Thursday, 23 June 2011

Scratchbuilding buildings ...... Is there a market?

As I am still currently out of work and see absolutely no prospects of gaining employment in the near future due to the state of our economy, I've considered scartchbuilding for wargamers both as a source of income and to keep my sanity intact!

Firstly I'd like to gain some feedback from my fellow gamers to see if there would indeed be a market for such items. Although my pieces would probably not be any cheaper than the mass produced items due to the time involved in constructing them, each would be totally unique.

Please leave feedback for me so that I can guage the amount of possible interest. In the meantime ........

As my Napoleonic armies start to come together I've started to think more about scenery for my planned tabletop encounters. As such I thought I'd share how I built my last piece which was for a WWII project many, many months ago ........

The building was a generic rural farmhouse piece, loosely based on a structure found in the Normandy area of France. Being totally skint at the time I decided to have a go at completely scratchbuilding the piece from cardboard, matchsticks and anything else I could find lying around.

The first step was of course the walls...

As you can see, I used thick corrugated card for the walls and the roof sections all fastened together using good old PVA glue. The base was formed using a piece of MDF. ... The roof was also braced to give it a little extra strength ...

As you can make out from the background I added the buildings corner 'Quoins' window sills and the odd stone on the walls using a thinner grade of card.

Next up were the roof tiles. These were cut individually using varying thickness's of card so the roof didn't appear too flat and gave the building that 'aged' look. Time consuming but worth the effort. The roof was then covered in PVA and some fine sand was lightly sprinkled on to add a bit of texture. As you can see, the walls of the building were coated in a diluted decorators filler, this again gave a bit more texture to the piece which would be picked up during painting.

The groundwork was formed using tissue paper and PVA. The whole piece was then undercoated in some old brown emulsion I had lying about in my shed. After this windows and doors were added using card and trimmed matchsticks for the window frames.

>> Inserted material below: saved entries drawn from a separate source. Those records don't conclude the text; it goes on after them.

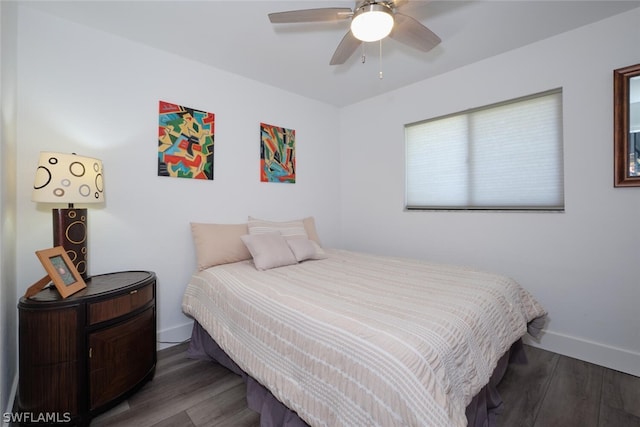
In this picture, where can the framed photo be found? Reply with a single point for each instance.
(61, 270)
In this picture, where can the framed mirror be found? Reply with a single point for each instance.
(626, 126)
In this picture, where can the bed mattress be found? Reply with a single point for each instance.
(359, 339)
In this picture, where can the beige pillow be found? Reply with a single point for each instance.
(305, 249)
(219, 244)
(294, 228)
(269, 250)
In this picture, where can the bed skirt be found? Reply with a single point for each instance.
(481, 412)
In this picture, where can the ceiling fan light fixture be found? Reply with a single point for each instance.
(372, 22)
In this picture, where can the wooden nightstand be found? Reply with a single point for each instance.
(82, 355)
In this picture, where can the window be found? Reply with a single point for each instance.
(506, 156)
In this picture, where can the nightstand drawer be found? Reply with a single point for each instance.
(114, 307)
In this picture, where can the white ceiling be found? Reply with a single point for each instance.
(237, 36)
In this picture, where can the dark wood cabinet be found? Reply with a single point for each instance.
(82, 355)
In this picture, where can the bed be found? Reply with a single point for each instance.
(343, 338)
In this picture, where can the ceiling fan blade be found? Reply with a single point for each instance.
(345, 49)
(311, 15)
(412, 33)
(399, 3)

After several layers of paint which was drybrushed onto the building, flock and foliage was added. A blast of varnish and the job was done...

Time consuming yes, but worth the effort.... and very, very cheap!


  1. Absolutly fantastic looking building...learned something, using tissue paper for ground work...excellent walkthru on this project

  2. Thanks Richard, glad you enjoyed it!

  3. Looks lovely...and best of all..original and cheap :-D

  4. I think there is definitely a market but that you must be at the marketplace with several in stock so I would suggest make some, then finding the nearest shows you could get yourself to. If they won't give you a license hang out around the parking lot with your buildings under a trenchcoat. Good luck with it.

  5. A beautiful piece of work - but would the economics stack up to earn you a living? The sad reality is that you could never charge enough to warrant the time spent/effort put in - how much would you have to charge to make it economic - I suspect too much of a cost for most Wargamers to buy. Sorry to be a doomsayer - work like this would certainly make a rewarding sideline, at least...

  6. I'm afraid I think you may be right SteelonSand. I'll ponder on it for now. Perhaps I should consider going back to sculpting and producing resin pieces .... 1/72nd scale of course... I need the scenery!